A call for peer-reviewed lectures in Academic EM journal

Posted Apr 21 2011 12:00am


In an interesting announcement this week, Academic Emergency Medicine announced that it will be publishing Peer-Reviewed Lectures (PeRL) in video format. The journal has had success with its Dynamic Emergency Medicine video section, and it appears that it is now looking to branch out. The PeRL videos will really shatter the old-school model of journals traditionally focusing on original hypothesis-driven research. This is the first that I've heard of a journal thinking "outside the box" and publishing peer-reviewed lectures in addition to traditional research.

Having personally created videos for teaching in the past, I can only imagine how great and utterly challenging this project will be. It will be interesting to see how they handle making the content AND video editing high quality and consistent in tone and formatting.
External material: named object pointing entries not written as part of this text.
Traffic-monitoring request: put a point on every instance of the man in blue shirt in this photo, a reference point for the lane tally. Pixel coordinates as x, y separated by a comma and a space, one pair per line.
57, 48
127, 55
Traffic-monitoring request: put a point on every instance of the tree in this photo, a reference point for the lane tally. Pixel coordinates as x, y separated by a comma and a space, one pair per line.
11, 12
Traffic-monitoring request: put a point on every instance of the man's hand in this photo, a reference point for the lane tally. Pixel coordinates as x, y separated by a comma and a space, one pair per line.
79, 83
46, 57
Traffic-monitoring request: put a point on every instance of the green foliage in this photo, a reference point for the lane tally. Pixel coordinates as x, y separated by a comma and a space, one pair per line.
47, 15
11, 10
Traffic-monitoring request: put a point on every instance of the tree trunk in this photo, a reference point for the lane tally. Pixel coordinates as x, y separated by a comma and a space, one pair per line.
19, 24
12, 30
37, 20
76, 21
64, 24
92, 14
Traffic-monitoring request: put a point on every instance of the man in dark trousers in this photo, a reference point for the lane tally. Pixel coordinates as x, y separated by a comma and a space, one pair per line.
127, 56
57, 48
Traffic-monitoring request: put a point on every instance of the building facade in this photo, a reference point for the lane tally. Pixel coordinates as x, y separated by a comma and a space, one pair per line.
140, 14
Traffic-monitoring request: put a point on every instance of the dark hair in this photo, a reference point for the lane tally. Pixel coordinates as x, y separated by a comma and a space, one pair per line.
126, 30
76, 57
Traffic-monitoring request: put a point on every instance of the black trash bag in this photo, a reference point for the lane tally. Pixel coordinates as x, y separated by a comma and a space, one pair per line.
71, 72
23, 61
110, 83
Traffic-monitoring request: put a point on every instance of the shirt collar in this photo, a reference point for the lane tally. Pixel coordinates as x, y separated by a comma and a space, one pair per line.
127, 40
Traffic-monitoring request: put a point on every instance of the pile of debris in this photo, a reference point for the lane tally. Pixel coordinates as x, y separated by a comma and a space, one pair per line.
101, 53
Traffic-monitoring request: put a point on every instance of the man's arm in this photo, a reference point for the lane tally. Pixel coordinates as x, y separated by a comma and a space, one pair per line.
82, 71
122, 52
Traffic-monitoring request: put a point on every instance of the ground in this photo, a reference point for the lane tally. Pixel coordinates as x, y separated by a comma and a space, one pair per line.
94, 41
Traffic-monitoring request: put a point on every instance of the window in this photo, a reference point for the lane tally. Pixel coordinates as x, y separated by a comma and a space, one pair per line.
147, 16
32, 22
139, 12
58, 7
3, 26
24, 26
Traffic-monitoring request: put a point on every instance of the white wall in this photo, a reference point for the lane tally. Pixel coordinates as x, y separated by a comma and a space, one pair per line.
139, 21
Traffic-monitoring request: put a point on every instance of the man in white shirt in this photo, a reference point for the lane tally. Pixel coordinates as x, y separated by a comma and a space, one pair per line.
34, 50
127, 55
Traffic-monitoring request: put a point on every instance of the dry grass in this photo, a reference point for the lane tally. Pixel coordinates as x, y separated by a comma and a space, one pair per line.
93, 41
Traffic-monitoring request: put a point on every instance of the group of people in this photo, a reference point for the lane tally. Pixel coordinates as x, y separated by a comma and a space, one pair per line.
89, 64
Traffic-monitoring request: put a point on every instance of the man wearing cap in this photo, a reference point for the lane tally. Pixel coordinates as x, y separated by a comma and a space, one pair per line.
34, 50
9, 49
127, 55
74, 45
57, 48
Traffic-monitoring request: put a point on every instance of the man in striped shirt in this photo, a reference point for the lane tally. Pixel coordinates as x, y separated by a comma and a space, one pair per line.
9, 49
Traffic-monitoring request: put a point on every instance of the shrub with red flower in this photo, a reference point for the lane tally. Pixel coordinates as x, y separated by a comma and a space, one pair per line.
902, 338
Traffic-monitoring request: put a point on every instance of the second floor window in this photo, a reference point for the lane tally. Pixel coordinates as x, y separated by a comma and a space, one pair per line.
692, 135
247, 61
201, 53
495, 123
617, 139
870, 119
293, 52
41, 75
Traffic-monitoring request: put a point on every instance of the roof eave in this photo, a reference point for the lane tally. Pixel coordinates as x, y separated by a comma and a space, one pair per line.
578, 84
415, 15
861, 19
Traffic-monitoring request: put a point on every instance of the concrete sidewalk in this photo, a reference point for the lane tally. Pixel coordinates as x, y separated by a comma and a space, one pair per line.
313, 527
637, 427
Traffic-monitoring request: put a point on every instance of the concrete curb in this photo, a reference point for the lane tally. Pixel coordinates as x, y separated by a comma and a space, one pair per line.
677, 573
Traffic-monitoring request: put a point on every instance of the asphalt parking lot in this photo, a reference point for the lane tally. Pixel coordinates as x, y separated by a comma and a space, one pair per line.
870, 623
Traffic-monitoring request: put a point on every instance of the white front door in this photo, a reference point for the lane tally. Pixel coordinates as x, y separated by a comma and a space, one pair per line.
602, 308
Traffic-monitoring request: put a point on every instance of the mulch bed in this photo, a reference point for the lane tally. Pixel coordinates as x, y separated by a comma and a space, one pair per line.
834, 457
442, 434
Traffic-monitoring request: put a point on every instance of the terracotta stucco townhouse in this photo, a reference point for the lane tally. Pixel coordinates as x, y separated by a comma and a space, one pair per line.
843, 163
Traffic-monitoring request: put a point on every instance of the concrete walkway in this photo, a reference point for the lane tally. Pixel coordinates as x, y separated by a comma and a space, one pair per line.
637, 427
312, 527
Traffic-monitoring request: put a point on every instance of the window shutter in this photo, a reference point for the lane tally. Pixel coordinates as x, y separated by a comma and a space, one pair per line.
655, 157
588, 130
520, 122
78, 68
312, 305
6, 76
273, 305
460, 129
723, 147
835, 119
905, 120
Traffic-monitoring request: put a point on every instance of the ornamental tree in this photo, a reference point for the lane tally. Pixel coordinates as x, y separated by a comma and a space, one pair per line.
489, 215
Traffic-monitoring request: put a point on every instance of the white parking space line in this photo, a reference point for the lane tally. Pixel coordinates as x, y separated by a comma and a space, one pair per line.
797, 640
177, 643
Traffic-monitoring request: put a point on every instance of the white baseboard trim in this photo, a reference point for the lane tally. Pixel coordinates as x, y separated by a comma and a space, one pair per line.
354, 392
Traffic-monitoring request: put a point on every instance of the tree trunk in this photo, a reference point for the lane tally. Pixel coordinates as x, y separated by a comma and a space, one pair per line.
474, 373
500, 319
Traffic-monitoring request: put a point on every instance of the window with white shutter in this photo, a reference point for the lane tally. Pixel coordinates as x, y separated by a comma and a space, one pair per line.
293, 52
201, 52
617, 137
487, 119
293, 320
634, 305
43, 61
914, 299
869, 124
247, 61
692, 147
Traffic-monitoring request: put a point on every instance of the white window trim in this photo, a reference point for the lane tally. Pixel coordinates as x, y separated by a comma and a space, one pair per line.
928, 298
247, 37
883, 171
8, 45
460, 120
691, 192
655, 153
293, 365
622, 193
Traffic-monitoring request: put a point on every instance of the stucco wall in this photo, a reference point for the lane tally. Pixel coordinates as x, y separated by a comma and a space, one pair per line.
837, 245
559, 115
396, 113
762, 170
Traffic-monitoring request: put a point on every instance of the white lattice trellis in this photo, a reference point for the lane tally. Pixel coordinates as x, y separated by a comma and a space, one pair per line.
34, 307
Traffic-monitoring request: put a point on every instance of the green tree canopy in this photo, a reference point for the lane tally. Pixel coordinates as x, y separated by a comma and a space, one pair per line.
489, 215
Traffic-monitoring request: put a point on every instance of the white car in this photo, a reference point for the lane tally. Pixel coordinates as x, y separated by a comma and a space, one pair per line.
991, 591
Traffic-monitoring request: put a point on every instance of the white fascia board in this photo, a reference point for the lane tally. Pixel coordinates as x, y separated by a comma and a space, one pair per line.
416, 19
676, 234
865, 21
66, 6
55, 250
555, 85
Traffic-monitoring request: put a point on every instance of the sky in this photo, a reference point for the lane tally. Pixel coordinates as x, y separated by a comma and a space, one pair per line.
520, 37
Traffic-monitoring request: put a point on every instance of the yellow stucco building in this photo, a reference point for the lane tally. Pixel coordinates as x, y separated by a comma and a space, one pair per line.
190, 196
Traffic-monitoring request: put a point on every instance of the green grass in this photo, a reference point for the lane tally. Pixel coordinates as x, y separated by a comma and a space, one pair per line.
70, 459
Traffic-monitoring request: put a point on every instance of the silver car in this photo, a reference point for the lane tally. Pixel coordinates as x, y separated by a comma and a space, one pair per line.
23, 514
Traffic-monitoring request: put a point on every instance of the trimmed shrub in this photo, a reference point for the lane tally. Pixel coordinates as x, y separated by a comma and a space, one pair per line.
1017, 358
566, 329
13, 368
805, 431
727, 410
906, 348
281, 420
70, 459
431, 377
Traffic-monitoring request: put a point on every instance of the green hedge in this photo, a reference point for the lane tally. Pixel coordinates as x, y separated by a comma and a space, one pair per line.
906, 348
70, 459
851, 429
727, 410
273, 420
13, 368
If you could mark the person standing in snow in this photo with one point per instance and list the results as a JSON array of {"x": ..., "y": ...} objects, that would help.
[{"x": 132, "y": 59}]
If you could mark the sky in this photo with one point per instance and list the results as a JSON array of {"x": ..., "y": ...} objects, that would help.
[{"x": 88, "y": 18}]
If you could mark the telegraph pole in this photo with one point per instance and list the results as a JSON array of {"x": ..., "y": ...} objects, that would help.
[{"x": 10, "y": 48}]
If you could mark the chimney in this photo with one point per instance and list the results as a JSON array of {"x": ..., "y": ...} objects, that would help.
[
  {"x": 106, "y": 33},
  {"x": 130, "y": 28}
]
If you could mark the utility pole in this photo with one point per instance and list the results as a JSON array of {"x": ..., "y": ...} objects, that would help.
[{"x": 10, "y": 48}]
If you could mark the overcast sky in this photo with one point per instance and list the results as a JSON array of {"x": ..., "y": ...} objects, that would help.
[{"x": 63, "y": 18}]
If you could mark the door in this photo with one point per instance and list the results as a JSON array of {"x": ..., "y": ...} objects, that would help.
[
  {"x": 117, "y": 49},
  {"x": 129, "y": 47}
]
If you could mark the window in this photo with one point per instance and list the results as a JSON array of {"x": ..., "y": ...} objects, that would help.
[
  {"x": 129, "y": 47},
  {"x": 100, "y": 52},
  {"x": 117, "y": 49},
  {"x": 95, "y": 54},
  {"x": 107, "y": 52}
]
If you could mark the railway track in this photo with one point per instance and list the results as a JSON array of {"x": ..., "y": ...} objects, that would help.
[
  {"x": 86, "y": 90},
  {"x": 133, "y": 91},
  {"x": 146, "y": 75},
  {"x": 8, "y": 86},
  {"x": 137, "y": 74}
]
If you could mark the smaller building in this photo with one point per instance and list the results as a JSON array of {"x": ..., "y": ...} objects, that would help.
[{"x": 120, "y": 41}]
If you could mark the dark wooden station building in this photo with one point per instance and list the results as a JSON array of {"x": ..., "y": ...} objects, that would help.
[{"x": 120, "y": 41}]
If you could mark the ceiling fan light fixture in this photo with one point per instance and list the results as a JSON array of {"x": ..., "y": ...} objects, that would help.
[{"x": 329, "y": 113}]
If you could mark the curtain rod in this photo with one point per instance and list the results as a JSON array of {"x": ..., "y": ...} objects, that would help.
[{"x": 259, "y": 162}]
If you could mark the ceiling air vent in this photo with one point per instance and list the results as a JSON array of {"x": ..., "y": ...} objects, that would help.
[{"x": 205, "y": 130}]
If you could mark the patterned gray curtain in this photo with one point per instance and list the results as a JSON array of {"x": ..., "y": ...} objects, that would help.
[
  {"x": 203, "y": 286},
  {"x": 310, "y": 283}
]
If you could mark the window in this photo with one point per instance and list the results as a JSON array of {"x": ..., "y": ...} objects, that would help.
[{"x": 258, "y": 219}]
It's the little things like professionally lighting the speaker and getting a good quality microphone which screens out ambient noise that'll make good video lectures great.

According to the SAEM  Facebook page announcement "Prospective authors should consider contacting the PeRLs editorial board (through John Burton , MD, Senior Associate Editor) for a discussion before starting on video production of a lecture for a determination of topic suitability. Videos can be complex to produce, and given the effort involved, having a discussion with an editor either by e-mail or phone before producing it, is recommended."